The oral options available for the treatment of cUTI caused by ESBL or AmpC-producing bacteria are limited, particularly if susceptibility testing indicates concurrent resistance to trimethoprim and quinolones. Most organisms remain susceptible to nitrofurantoin; however, this agent is licensed for lower UTIs only and the authors’ personal experience has shown that resistance may develop on treatment. One alternative is an agent used more widely in the rest of Europe—fosfomycin. Fosfomycin is approved by the Food and Drug Administration in the United States for treatment of uncomplicated lower UTI and single-dose therapy (3 g oral powder) was found to be equivalent to a 7 day course of norfloxacin in a randomized open-label study. For treatment of cUTI, dose regimens of 3 g every 2–3 days for up to 21 days have been used but due to limited systemic absorption, fosfomycin should not be used for pyelonephritis or severe urinary sepsis. Fosfomycin is licensed in the UK but a licensed formulation is not currently marketed. Supplies are available from pharmaceutical importers but a delay of 24–48 h for a community pharmacy to obtain stock limits the usefulness of this agent in a primary care setting.

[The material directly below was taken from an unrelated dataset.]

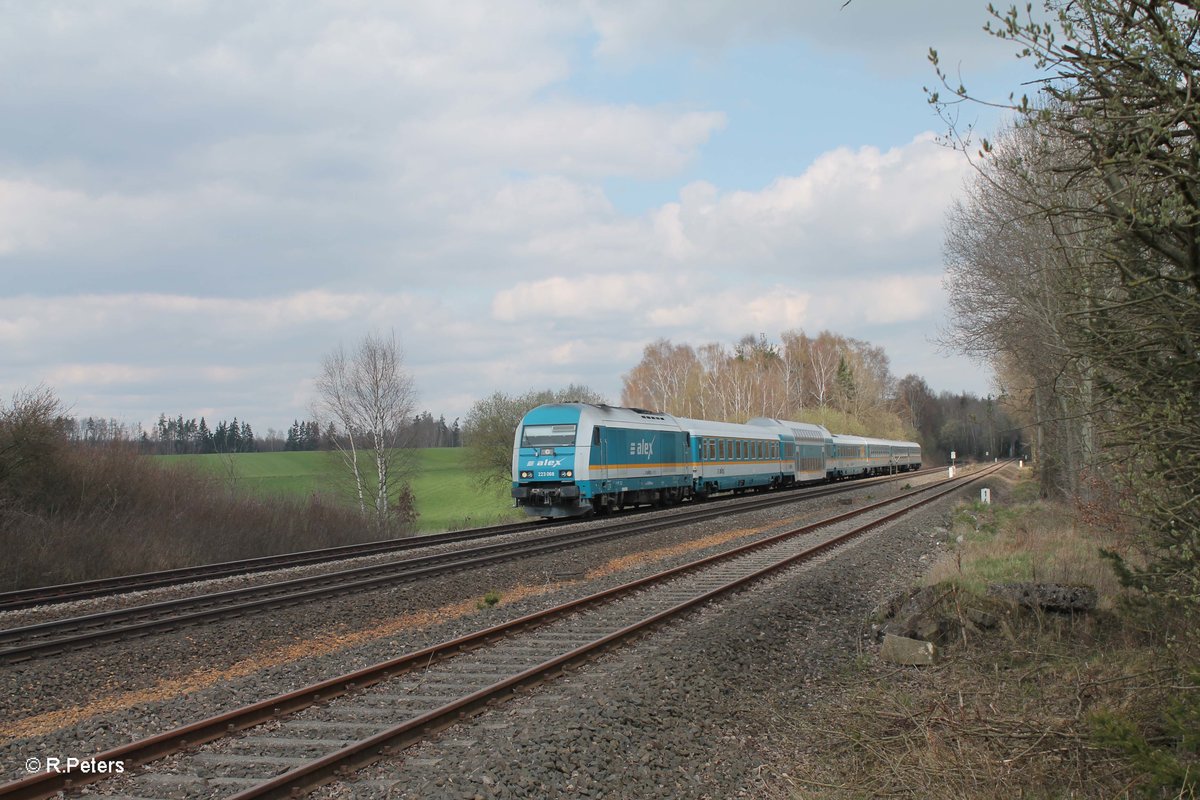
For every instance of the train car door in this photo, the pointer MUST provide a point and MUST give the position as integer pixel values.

Failures have been reported when pivmecillinam has been used alone to treat infections caused by ESBL-producing organisms and in vitro studies have shown significantly raised MICs at a higher inoculum of 106cfu/spot. However, there is evidence that the addition of clavulanic acid results in a decrease in MIC bringing it down from an intermediate/resistant range to within the susceptible range (the modal value was reduced from 8–16 to 0.03–0.06 mg/L). A combination of agents containing clavulanic acid (for example co-amoxiclav) with other readily available extended-spectrum oral antibiotics that resist hydrolysis by common β-lactamases, such as pivmecillinam, cefixime or cefpodoxime, has been used to treat UTIs caused by CTX-M ESBL-producing E. coli. These combinations are unlicensed and reports of such use in the literature are rare. They are not effective against AmpC-producing Enterobacteriaceae as the clavulanate induces the production of AmpC enzymes, which attack the cephalosporin. Combinations of cefepime or cefpirome (both are in intravenous form only and not available in the UK) with clavulanate could be considered, as these agents are more stable to AmpC enzymes. In summary, these combinations should not be used as empirical therapy but could be considered once the organism and type of resistance are known.
It may be possible to use intravenous agents that can be given once a day such as gentamicin (also suitable for intramuscular injection) and ertapenem on an outpatient basis. Gentamicin is contraindicated in significant renal impairment, which is more common in the elderly, and regular monitoring of pre-dose serum concentrations is required to assess further dosing. When infection is more severe and the patient possibly has bacteraemia, intravenous therapy should be given. The choice of antibiotic will depend on the severity and site of the infection and whether the susceptibility pattern of the organism is known. A treatment strategy should be based on the local susceptibility pattern, so where the local pathogens remain susceptible, for instance in areas where CTX-M ESBL-producing E. coli is predominant, gentamicin may be used as empirical therapy—in combination with other agents to treat a severe infection. Amikacin has been used as an alternative where gentamicin-resistant isolates remain susceptible to it.
This text was taken from a publication entitled " Complicated urinary tract infections: practical solutions for the treatment of multiresistant Gram-negative bacteria" by Ann Pallett and Kieran Hand published in J. Antimicrob. Chemother. (2010) 65 (suppl 3): iii25-iii33.
Thank you for your rapid and documented answer. Please, let me give you more information on this subject. An initial analyse of the strain resistance has shown sensibility to Amikacin, Imipenem, Meropenem, Piperacilinum+Tazobactamum and resistance to Amoxicilin/Clavulanic Acid, Ampicilin, Cefotaxime, Cefuroxime, Ciprofloxacinum, Fosfomycin, Gentamicin, Levofloxacin, Netilmicin, Nitrofurantoine, Norfloxacinum, Tetracycline, Trimetoprimum/ Sulfamethoxazolum .
After a first therapeutical attempt with Meropenem the antibiogram was modified as follows:
What happened to piperacillin/tazobactam sensitivity?
The use of carbapenems agains these urinary pathogens is risky, as you can see with the most recent antibiogram.
The first step when we face against multiresistant urinary gram negative bacteria is to separate infection from colonization. In case of infection, we must define if it's confined to lower urinary tract (aka cystitis) or if we have bacteriemia. In cystitis, due to an extraordinary multiplication of urinary concentrations, even in vitro resistant antibiotics may work in vivo. It happens for TMP-SMX, nitrofurantoine and norfloxacin.
For urinary sepsis our last weapon in Portugal is IV colistin. Off label, in my hospital, we use sometimes intravesical colistin: no systemic side effects and good results in eradicating MR Klebsiella, providing no sepsis is suspected.